This section of Scripture is quoted from Ezekiel 47. In Ezekiel we can see a deeper meaning as the Prophet Ezekiel and John the Revelator metaphorically using to press us into searching deeper into the Spirit of God. Some things concerning God we find some easy to understand as the water up to the ankles; others more difficult, which require a deeper search such as the waters up to the knees or loins; others beyond our reach, of which we can only adore the depth of which we find bottomless as Romans 11:33 states; “O the depth of the riches both of the wisdom and knowledge of God! how unsearchable are his judgments, and his ways past finding out!” Also see Romans 8:39; Ephesians 3:18.
The deepening of the waters in their course shows the continual deepening of spiritual life and multiplication of spiritual blessings in the growth of the kingdom of God. So long as the stream is confined to the temple-courts, the residing of the Holy Spirit in the lives of believers upon conversion, others don’t see the greatness of God’s presence, and for the most part goes unseen by the casual observer. In order for them to see and acknowledged God’s abiding Presence, they need to see it flowing from our lives. Too strong is God’s abiding Presence, too great to be held up within the dams of our lives. It needs to overflow the limits of our humanity, breaking through the borders of our lives to not only invade every part of us but flow out to others.
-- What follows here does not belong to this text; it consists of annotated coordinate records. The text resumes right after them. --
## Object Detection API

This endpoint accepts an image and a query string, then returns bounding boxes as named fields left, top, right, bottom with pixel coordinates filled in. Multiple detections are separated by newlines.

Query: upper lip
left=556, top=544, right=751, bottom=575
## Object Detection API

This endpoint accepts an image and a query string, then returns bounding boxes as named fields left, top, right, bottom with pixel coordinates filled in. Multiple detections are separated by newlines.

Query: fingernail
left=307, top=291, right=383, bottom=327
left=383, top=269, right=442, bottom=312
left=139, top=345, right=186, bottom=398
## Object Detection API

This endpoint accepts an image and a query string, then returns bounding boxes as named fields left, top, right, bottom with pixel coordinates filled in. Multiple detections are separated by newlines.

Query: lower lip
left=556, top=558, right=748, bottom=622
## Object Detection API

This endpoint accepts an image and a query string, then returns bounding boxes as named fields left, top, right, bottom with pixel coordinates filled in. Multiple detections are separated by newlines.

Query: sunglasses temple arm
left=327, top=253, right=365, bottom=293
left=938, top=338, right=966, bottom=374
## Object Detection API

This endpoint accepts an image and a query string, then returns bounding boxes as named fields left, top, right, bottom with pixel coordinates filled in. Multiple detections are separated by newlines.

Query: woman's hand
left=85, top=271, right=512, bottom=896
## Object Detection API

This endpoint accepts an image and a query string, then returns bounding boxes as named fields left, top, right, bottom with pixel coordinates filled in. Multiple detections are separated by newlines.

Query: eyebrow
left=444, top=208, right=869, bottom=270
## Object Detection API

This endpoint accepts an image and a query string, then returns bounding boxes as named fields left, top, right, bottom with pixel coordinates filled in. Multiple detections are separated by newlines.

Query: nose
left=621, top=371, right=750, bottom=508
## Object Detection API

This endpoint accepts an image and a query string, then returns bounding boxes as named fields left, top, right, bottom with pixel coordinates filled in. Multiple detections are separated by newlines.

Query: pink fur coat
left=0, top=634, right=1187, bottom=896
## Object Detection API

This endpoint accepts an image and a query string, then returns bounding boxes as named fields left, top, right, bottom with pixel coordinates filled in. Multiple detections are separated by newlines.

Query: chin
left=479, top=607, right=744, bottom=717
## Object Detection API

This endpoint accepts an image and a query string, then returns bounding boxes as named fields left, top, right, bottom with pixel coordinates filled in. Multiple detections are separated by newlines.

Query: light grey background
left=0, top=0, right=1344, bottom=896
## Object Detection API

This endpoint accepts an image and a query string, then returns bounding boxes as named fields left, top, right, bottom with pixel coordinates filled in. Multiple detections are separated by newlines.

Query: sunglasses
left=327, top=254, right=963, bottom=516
So here in these Scriptures we see the Abiding Presence of God proceed from the courts of the Lord proceeding out of the temple and all at once it begins to deepen and to widen.
This is what happened on the day of Pentecost as the Holy Spirit descended upon this small company of believers, a little and then overflowed its banks into the lost world the early church lived in. this infant Church in Jerusalem is the beginning to all of us today.
The end result of this river is the flushing of the Dead Sea of our lives enabling a fruitfulness that feeds the nations and heals the land.
This fruitfulness depends on adequate source of water. How can we bear the fruit of the Spirit without this abiding river of God. In Galatians 5:17-21 Paul is contrasting fruit to the “works of the flesh.” Our “works of the flesh,” are the outcome of our actions independent of God’s abiding presence in our lives. It is the “thorns and thistles” of like what we see in the Garden of Eden which happened through sin. Thorns and thistles represent our untamed nature. In other words when we remain unfruitful the thorns and thistles of our lives strangle our spiritual life.
We need the water of God’s presence to cause our fruitfulness to feed others of the goodness of God.